Il y a des messages de gens qui disent avoir peur de l’évolution de la ville, oui. En revanche, aucun message ne relève, à ce stade, d’une peur personnelle précise. Et je tiens à le dire clairement : même si je crois à l’utilité de la plateforme, ce n’est pas une plateforme d’appel à l’aide. Elle est anonyme, et il nous est impossible de retracer l’expéditeur. Ce ne serait donc pas le bon endroit pour signaler un danger personnel. Nous ne pourrions pas revenir vers la personne, ni l’aider concrètement.

« Une Génération pour Marseille » est un collectif clairement positionné politiquement, tourné vers les municipales de 2026. Comment éviter que Marseille républicaine soit perçue comme un simple outil de pré-campagne ?

D’abord, par le dispositif lui-même : aucune donnée n’est collectée, aucun fichier n’est constitué. On ne peut pas en faire un outil électoral, même si on le voulait. Ensuite, parce que la démarche est ouverte à tous et pensée comme transpartisane. D’où que l’on vienne, quoi qu’on pense, l’idée est de se retrouver sur un point commun : la République. Dans une période de campagne, il me semble salutaire d’avoir au moins une initiative qui cherche à tisser plutôt qu’à opposer. C’est tout l’inverse d’un instrument de pré-campagne. C’est quelque chose que nous mettons à la disposition des Marseillais, qui ne nous servira à rien électoralement, mais qui peut, peut-être, rallumer quelque chose dans le lien qui nous unit.

Avez-vous proposé à d’autres sensibilités politiques de s’y associer ou de co-signer la démarche ?

Non, car justement nous ne voulons pas en faire un objet de coalition partisane. La plateforme est ouverte à tout le monde, mais sans logos, sans bannières. En revanche, j’ai informé l’ensemble des acteurs politiques, pour que ce soit transparent. L’idée n’a jamais été de mettre quiconque devant le fait accompli ni de revendiquer un monopole sur la République.

Nous sommes à quelques mois des municipales à Marseille. Qu’est-ce que devrait faire, très concrètement, une future équipe municipale si elle veut être à la hauteur de ce que traverse la ville ?

Le temps des propositions détaillées viendra. Notre candidate, Martine Vassal, portera dans les prochaines semaines un projet à la fois ambitieux et « à hauteur d’homme ». Ce qui change vraiment, à mes yeux, c’est cette idée : on ne peut plus prétendre gouverner Marseille depuis une tour d’ivoire, comme si une seule personne pouvait décider pour 870 000 habitants. C’est cette philosophie-là qui inspirera notre programme en matière de sécurité, de prévention, d’urbanisme, d’école.
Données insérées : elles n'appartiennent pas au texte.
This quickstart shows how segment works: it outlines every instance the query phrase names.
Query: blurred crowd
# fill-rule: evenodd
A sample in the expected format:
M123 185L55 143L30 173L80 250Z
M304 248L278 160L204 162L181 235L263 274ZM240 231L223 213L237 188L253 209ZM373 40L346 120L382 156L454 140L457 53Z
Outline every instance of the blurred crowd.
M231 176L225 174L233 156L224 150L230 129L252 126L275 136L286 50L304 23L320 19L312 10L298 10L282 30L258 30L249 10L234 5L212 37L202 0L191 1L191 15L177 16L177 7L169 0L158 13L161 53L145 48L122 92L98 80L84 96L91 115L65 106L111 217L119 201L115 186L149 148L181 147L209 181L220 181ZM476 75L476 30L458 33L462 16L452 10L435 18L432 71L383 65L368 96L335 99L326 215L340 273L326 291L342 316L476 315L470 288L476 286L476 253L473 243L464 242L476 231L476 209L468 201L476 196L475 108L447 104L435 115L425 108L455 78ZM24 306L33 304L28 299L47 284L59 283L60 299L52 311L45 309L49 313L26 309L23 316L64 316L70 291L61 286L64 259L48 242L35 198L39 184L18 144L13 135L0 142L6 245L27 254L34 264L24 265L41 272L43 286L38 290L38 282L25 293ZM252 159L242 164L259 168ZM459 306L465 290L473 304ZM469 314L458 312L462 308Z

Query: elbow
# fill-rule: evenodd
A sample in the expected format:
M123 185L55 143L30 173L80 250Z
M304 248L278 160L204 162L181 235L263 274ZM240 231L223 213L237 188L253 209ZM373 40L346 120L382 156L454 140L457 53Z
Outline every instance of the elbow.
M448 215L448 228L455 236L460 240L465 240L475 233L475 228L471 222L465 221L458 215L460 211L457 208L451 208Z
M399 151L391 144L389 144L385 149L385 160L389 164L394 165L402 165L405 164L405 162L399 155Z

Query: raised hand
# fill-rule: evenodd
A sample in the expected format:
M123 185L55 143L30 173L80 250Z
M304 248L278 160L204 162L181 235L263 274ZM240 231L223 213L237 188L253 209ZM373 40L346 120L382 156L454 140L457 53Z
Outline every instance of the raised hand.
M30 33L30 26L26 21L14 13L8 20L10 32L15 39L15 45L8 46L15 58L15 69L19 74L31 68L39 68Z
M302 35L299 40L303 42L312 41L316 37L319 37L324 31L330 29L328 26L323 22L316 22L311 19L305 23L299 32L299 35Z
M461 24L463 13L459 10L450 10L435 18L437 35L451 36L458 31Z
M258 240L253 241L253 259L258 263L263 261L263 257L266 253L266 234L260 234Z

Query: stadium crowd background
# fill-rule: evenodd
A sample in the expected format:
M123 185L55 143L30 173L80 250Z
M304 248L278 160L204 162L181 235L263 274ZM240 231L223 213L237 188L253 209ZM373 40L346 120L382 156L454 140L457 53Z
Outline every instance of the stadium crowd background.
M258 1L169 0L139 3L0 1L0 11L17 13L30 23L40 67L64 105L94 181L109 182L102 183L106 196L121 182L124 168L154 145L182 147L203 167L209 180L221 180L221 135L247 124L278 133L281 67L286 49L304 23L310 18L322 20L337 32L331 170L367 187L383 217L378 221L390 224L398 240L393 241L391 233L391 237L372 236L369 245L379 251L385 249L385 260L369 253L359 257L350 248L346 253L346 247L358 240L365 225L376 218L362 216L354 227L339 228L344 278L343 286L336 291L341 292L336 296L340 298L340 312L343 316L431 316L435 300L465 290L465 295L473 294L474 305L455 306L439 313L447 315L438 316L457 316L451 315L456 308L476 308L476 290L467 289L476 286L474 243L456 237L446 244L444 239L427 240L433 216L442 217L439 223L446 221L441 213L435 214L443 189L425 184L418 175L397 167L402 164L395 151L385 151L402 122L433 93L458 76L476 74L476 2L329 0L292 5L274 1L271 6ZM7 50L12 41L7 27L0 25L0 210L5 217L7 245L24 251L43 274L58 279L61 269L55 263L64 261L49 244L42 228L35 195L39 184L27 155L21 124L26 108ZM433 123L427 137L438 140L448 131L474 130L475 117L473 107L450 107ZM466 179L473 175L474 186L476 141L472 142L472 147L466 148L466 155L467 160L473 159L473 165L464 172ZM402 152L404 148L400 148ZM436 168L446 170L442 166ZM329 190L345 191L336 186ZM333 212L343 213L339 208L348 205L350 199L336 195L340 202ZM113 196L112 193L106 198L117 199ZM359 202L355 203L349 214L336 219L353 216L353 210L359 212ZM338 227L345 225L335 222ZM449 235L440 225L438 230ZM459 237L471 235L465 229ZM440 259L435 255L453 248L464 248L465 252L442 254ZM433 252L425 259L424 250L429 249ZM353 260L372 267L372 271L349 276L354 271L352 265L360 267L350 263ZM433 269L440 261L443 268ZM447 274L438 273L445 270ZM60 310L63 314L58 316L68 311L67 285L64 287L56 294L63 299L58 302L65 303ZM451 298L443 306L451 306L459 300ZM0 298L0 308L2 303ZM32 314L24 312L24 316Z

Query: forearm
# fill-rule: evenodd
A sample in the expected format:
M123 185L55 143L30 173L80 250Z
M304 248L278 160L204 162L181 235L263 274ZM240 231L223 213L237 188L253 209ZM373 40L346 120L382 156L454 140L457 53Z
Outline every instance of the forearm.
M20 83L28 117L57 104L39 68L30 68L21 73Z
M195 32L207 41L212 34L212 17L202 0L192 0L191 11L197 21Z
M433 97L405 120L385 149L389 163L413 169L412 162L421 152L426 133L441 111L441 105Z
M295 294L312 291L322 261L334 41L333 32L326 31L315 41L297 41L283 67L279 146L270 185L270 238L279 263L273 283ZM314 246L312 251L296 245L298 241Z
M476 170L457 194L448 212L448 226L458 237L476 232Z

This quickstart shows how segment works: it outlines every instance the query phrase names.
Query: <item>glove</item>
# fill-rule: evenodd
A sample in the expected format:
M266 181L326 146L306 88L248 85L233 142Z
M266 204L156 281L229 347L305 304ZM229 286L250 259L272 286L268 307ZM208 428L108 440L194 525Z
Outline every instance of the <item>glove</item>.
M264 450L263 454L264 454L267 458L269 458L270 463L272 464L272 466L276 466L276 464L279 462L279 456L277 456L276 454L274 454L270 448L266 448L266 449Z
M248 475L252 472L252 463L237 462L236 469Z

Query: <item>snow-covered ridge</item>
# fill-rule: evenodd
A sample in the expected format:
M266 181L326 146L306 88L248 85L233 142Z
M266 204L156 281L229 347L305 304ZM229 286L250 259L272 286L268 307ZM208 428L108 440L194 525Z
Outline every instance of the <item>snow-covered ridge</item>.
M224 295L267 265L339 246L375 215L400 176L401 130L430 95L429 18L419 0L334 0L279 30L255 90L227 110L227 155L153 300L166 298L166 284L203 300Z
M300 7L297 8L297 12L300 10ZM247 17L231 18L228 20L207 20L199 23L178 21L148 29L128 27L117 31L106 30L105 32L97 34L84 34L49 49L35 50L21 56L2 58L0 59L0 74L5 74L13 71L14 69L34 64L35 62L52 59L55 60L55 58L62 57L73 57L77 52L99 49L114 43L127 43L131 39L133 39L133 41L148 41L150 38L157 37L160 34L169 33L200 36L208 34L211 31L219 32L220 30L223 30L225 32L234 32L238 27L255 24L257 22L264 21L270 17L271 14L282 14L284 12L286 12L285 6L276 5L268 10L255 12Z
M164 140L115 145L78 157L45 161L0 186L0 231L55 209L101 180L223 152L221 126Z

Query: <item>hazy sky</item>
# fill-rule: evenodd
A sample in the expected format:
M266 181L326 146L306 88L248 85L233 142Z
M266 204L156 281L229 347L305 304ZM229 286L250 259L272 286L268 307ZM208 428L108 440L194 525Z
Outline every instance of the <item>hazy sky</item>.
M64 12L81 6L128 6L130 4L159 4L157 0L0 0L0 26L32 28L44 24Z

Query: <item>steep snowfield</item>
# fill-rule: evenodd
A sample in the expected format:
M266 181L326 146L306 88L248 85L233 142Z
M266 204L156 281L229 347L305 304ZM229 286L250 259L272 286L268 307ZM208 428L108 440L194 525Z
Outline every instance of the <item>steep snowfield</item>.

À quel moment diriez-vous que Marseille républicaine ne sera plus seulement une réaction à l’émotion suscitée par un assassinat, mais un vrai levier de transformation ?

Nous ne prétendons pas en faire un levier de transformation à lui seul. C’est une contribution, pas une solution miracle. Les véritables leviers se jouent au niveau politique et citoyen, dans la durée. En revanche, si nous arrivons à recueillir, par exemple, 10 000 mots de soutien adressés à ceux qui mènent ce combat, ce sera déjà un signe très fort : celui d’une ville qui a encore en elle l’énergie nécessaire pour se défendre.

Si vous aviez une phrase à adresser à un jeune Marseillais qui se dit que le crime a déjà gagné, ce serait laquelle ?

Je lui dirais que le pire n’est jamais certain. Et qu’il n’y a que par l’action et l’engagement qu’on se donne une chance d’y arriver. Nous lui tendons la main pour y arriver ensemble. La politique, qu’on critique beaucoup, reste malgré tout le dernier moyen de changer la vie et de gagner des batailles comme celle-ci. Nous avons une responsabilité générationnelle et politique de ne pas céder à la fatalité. Alors oui, je le répète : nous tendons la main pour y arriver ensemble.